В нашем Эвмесвиле она производит впечатление чужестранки — перелетной птицы с Дальнего Севера, коротающей здесь зиму. Она скорее маленького, чем среднего роста, но с исключительно соразмерным телосложением. А ее лицо, окажись оно в антропологическом кабинете, наверняка сопровождалось бы табличкой с надписью «Шведка[442]». Почему в голове у меня мелькнуло: «Близнецы»[443], когда я впервые встретился с ней в институте? Наверное, из-за этой ее ладной фигурки, будто только что вышедшей из литейной формы. В таких случаях расовые признаки преобладают над индивидуальными.

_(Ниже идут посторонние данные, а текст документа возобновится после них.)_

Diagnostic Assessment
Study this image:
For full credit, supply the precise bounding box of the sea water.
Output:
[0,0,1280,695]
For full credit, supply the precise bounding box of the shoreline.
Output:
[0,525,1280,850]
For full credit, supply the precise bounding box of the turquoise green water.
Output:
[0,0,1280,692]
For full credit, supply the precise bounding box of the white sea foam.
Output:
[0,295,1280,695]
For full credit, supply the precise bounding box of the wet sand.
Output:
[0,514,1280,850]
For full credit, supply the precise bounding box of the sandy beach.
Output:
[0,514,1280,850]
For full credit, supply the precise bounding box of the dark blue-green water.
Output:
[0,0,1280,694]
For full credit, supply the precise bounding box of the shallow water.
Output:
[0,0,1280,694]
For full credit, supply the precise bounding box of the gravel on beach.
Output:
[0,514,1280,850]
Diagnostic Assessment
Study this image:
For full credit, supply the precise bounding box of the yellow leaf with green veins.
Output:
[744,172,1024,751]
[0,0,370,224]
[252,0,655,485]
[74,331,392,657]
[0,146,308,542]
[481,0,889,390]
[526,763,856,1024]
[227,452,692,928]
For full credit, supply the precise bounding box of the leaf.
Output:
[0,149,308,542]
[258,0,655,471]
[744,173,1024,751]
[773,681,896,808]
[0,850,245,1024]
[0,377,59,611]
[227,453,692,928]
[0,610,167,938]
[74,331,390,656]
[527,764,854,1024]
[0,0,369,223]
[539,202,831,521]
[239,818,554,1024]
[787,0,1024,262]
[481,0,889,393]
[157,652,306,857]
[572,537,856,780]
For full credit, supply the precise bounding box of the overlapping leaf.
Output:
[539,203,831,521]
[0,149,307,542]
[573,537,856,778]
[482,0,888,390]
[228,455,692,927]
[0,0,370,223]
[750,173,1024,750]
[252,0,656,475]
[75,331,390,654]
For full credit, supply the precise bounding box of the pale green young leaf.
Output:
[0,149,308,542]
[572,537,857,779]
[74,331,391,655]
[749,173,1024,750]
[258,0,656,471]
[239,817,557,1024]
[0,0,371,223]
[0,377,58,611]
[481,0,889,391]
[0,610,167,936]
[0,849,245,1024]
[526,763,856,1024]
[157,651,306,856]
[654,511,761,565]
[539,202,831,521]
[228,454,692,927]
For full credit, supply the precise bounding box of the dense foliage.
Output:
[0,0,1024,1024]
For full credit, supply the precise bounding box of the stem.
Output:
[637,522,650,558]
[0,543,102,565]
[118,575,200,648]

Ее любимый цвет — синий; она носит льняную одежду этого цвета, всех оттенков — от почти белого до самых темных[444], — а из духов пользуется только лавандовым маслом. Почти никаких украшений — разве что брошь-камея или, иногда, цепочка на шее; колец она не носит. За столом, как и вообще в повседневных привычках, аскетична: рыбный суп без шафрана и уж, конечно, без чеснока — — — con рере[445], когда нам случается обедать вместе; я при таких оказиях подлаживаюсь под нее. Она и Латифа знают друг о друге; тут я не собираюсь ничего скрывать. Кроме того, «перевалочный пункт» Латифы и снимаемая мною квартирка во флигеле, где я отдыхаю от своего папаши, расположены недалеко друг от друга. Ингрид не ревнива, а Латифа не имеет права на ревность.

Ингрид — добросовестный исследователь; я же, как у нас говорят, ее диссертационный папаша. На этом зиждется ее преданность мне. Дочерняя преданность увенчивается инцестом. Я нюхом почуял это уже при первой встрече.

Виго относится к тем пророкам, которые на чужбине пользуются большей славой, чем в отечестве. Среди посвященных его имя, к тайной досаде коллег, считается mot de passe[446] — и так обстоит дело повсюду, от Бейрута до Уппсалы. Поэтому при нем всегда обретаются слушатели, приехавшие издалека.

Однажды, когда я прощался с ним после совместно проведенного вечера, он сказал: «Да, между прочим, у меня опять объявилась одна белая гусыня, хочет у нас поработать. Имеет хорошие рекомендации и уже поднаторела в обращении с луминаром. Я бы хотел, чтобы вы сняли с меня эту нагрузку».

Он представил дело так, будто научное руководство ему в тягость; по сути же, чем больше у тебя аспирантов, тем выше твой тюрбан.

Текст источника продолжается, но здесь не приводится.